La question est de savoir si les technologies numériques représentent une autre configuration technique, ou s’il s’agit d’une rupture plus grande… Il y a des enjeux spécifiques avec ces technologies-là dans la mesure où ça donne un plus grand rôle à certains acteurs industriels comme les GAFAM que ne l’ont fait les porteurs des technologies passées, et dans des pans toujours plus nombreux des activités humaines.
Avec l’irruption des IA, est-ce qu’il n’y a pas une espèce de fantasme sur l’idée d’automatiser la démocratie et la prise de décision ?
Cette idée selon laquelle on pourrait automatiser les processus démocratiques repose sur l’idée que décider démocratiquement reviendrait à déterminer la meilleure solution technique, celle qui serait la plus efficace. Évidemment, c’est faux, toute question politique renvoie justement à des choix qui ne sont pas réductibles à la détermination d’une « meilleure solution ». Et ce, même pour beaucoup de questions qui peuvent sembler éminemment techniques.
Par exemple, se demander comment organiser un réseau de transport public de la manière la plus efficace pourrait sembler une question technique qu’un algorithme pourrait régler. Cela soulève pourtant déjà un ensemble d’interrogations, de conflits, de choix à effectuer, qui impliquent des intérêts parfois contradictoires et des modèles sociaux différents. De quelle efficacité parle-t-on ? Économique ? Celle de la rentabilité financière qui orientera plutôt sur des lignes à grande vitesse entre grandes villes pour des passagers fortunés et pour des entreprises qui doivent y envoyer leurs employés ? Ou bien d’une efficacité plus sociale, de service public visant à permettre aux citoyens éloignés des centres urbains d’y accéder le plus facilement possible ? Ou bien encore, est-ce qu’on réfléchit d’un point de vue écologique pour réduire le plus possible l’usage de la voiture sur un territoire donné ?
La démocratie se joue spécifiquement là. On est très loin de quelque chose qui pourrait être automatisé par un algorithme calculant la meilleure chose pour tous. Cela renvoie à la fois à des délibérations, mais aussi à différents droits : droit au transport, à l’accès au travail, à l’accès à la culture, etc. Bref, cela pose la question de savoir quel monde on veut collectivement développer.

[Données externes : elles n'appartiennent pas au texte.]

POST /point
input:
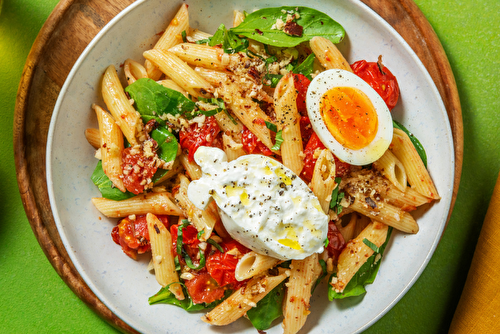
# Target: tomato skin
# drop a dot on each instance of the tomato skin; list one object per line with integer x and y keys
{"x": 203, "y": 288}
{"x": 301, "y": 84}
{"x": 133, "y": 235}
{"x": 336, "y": 242}
{"x": 137, "y": 168}
{"x": 341, "y": 168}
{"x": 252, "y": 145}
{"x": 193, "y": 137}
{"x": 385, "y": 85}
{"x": 221, "y": 266}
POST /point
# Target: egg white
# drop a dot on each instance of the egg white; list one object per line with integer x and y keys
{"x": 262, "y": 204}
{"x": 340, "y": 78}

On voit qu’ici il y a quelque chose qui est rejoué par le discours autour des IA mais qui le dépasse, dans ce fantasme de la possibilité d’une automatisation qui nie à la fois la délibération démocratique et la recherche de réalisation d’une série de droits, inhérente à l’aspiration démocratique contemporaine.
Est-ce qu’en faisant passer des questions politiques pour des questions simplement techniques il n’y a pas aussi la volonté d’évacuer le conflit ?

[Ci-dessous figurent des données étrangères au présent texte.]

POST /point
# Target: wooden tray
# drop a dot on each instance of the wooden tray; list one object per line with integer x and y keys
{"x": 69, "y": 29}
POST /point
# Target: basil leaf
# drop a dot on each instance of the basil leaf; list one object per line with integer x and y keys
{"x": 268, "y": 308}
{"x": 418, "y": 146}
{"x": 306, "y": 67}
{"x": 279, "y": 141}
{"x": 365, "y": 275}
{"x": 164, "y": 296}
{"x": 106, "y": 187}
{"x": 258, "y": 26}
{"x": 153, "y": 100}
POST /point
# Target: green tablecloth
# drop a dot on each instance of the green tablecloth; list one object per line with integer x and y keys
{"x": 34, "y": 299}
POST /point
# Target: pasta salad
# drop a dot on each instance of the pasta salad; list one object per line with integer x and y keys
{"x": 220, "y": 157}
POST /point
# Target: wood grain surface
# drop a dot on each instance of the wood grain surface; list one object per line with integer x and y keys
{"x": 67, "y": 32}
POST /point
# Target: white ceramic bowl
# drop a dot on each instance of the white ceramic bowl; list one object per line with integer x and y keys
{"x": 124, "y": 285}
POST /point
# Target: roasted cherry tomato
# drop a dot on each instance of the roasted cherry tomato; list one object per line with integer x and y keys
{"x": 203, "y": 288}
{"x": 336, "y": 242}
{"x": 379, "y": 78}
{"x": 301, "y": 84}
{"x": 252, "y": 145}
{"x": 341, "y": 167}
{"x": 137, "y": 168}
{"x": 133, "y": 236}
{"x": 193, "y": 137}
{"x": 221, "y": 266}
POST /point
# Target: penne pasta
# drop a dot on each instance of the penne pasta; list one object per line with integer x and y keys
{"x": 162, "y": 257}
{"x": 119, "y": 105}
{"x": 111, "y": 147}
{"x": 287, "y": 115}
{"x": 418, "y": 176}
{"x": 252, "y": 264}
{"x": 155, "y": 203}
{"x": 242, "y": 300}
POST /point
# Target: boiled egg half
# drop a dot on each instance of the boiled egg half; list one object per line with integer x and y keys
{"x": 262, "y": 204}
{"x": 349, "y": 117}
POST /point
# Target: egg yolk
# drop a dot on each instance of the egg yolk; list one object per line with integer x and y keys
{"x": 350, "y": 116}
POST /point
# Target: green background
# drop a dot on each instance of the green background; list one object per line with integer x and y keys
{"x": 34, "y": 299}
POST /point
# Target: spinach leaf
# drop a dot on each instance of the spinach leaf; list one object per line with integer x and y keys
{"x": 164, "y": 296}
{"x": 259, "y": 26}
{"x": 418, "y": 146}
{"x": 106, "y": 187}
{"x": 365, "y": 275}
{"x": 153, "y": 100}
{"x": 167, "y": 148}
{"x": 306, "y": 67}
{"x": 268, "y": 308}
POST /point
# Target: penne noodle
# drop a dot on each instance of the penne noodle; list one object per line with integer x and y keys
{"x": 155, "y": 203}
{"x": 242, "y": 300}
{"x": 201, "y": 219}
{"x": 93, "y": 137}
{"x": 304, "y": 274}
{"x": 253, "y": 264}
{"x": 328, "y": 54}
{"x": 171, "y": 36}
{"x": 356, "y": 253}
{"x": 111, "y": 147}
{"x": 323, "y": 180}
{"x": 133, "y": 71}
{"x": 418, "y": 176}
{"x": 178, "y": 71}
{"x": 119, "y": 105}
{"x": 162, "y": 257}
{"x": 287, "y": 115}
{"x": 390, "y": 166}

Si on pense qu’il y a une meilleure solution, il y a évacuation de la dimension de choix politique du modèle de société qu’on souhaite. Et ce choix est conflictuel effectivement : il ne s’agit en fait jamais d’une discussion apaisée, mais aussi d’une dimension de confrontation, d’ailleurs au cœur de tout processus de lutte pour les droits. Il est d’ailleurs faux de penser qu’il pourrait y avoir une décision technique qui résoudrait magiquement ces conflits. Les algorithmes, par exemple, ont bien été paramétrés à un moment donné : on a choisi à quoi ils allaient servir ; on leur a donné des critères. Penser qu’il y a là une neutralité peut masquer ces choix. On retrouve quelque part un certain discours gestionnaire, dépolitisant, celui qui dit qu’il n’y a qu’une seule version de l’économie qui doit gérer les choses suivant de bonnes pratiques en laissant de côté les inégalités sociales ou économiques que cela crée.

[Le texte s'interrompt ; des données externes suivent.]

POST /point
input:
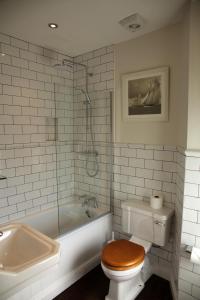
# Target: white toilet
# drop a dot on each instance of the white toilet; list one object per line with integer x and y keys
{"x": 124, "y": 262}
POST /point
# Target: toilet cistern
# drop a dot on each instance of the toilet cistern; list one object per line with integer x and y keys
{"x": 124, "y": 262}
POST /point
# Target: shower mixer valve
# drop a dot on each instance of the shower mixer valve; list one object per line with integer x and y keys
{"x": 88, "y": 201}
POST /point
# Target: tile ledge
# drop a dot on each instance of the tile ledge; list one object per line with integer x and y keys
{"x": 193, "y": 153}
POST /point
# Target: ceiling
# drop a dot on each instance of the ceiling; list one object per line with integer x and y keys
{"x": 84, "y": 25}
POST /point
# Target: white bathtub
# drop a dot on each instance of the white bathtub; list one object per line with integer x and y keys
{"x": 80, "y": 250}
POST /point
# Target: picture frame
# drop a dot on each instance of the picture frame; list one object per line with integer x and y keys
{"x": 145, "y": 95}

Ce sont de grandes plateformes capitalistes qui organisent les réseaux sociaux, donc une large part de la possibilité de discuter aujourd’hui. Cela se réalise à l’aide d’algorithmes et suivant des logiques qui leur sont propres et qui visent le profit : garder des gens en ligne le plus longtemps possible, capter leur attention, récolter leurs données, les cibler publicitairement, etc. Cette logique probusiness dans l’expression publique perturbe-t-elle la délibération, la discussion, le débat démocratique ?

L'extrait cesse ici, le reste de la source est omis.